Toohey’s follow-up story on 11 October added more fuel. This article, titled ‘Maralinga: the “do nothing” solution’, brought the wrath of Killen down on Toohey’s head. The story questioned the Australian Government’s response in light of a statement issued by the British High Commission on 10 October that nothing needed to be done. The story quoted a radio interview in which the acting Australian Foreign minister Ian Sinclair agreed with this and said that the plutonium was safe where it was buried. The extent of tensions between the Australian and British governments did not come out in the story, however. Behind the scenes, confidential cables were being exchanged between the UK deputy high commissioner in Canberra Henry Dudgeon and the Foreign and Commonwealth Office that belied the apparent agreement of the public pronouncements. Dudgeon mentioned the ‘cavalier tone’ of the official Australian request for the removal of the plutonium and declared that ‘the Australians of course fully accept that we no longer have any legal obligation relating to Maralinga’. Toohey was not deterred when Sinclair backed the British stance with a supportive statement that played down the risks, particularly as the Cabinet submission had made strong statements about the terrorist threat posed by the material at Maralinga.

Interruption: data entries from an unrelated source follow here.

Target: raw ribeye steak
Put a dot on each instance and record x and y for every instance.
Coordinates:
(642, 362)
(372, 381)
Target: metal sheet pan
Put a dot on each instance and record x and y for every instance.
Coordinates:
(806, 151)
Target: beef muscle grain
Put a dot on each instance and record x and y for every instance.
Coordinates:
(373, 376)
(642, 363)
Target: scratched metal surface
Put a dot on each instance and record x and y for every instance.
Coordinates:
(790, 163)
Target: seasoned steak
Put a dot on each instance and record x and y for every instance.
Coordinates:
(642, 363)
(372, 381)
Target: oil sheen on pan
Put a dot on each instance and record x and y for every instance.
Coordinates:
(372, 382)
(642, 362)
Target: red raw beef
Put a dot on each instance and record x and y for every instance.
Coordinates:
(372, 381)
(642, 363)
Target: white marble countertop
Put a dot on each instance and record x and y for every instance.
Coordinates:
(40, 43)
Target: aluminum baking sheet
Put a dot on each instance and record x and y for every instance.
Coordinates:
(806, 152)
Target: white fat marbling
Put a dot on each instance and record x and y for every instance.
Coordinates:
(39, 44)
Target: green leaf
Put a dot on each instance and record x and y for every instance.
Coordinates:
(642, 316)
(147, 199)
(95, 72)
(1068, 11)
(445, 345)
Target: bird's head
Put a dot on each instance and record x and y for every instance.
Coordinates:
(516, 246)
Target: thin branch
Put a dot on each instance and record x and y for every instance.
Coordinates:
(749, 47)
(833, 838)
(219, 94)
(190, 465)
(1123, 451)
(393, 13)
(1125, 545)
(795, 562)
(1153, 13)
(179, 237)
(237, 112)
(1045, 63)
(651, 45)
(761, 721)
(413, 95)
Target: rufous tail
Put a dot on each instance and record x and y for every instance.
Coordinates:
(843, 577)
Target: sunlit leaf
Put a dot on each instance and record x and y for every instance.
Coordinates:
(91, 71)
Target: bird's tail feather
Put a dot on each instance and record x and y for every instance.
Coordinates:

Toohey’s follow-up story also picked up on Jim Killen’s responses to the original one:
Mr Killen relied on his verbal dexterity in several answers he gave in Parliament yesterday. For example, he said that no Cabinet submission prepared by himself had said the plutonium at Maralinga was ‘currently’ a terrorist threat. Last Thursday he said in his press statement that the [Australian Financial Review’s] report of his submission and its emphasis on the potential terrorist threat provided sufficient cause for him to substantially increase security at Maralinga on that very day.
The story reported that Killen had told parliament he found out about the plutonium problem only in early 1977, which seemed to accord with his public statements. In 1976, when Tom Uren and some elements of the media had begun to question what was at Maralinga, the Defence minister had seemed not to know and had asked his department to dig deeper. Toohey concluded his contentious 11 October story by tying it to a then-current political debate: ‘If the Government ends up doing nothing about the Maralinga plutonium it will only have succeeded in raising public doubts about the safety of nuclear materials at the same time as it is trying to convince the world that any Australian uranium exports will be on the strictest possible safety terms’.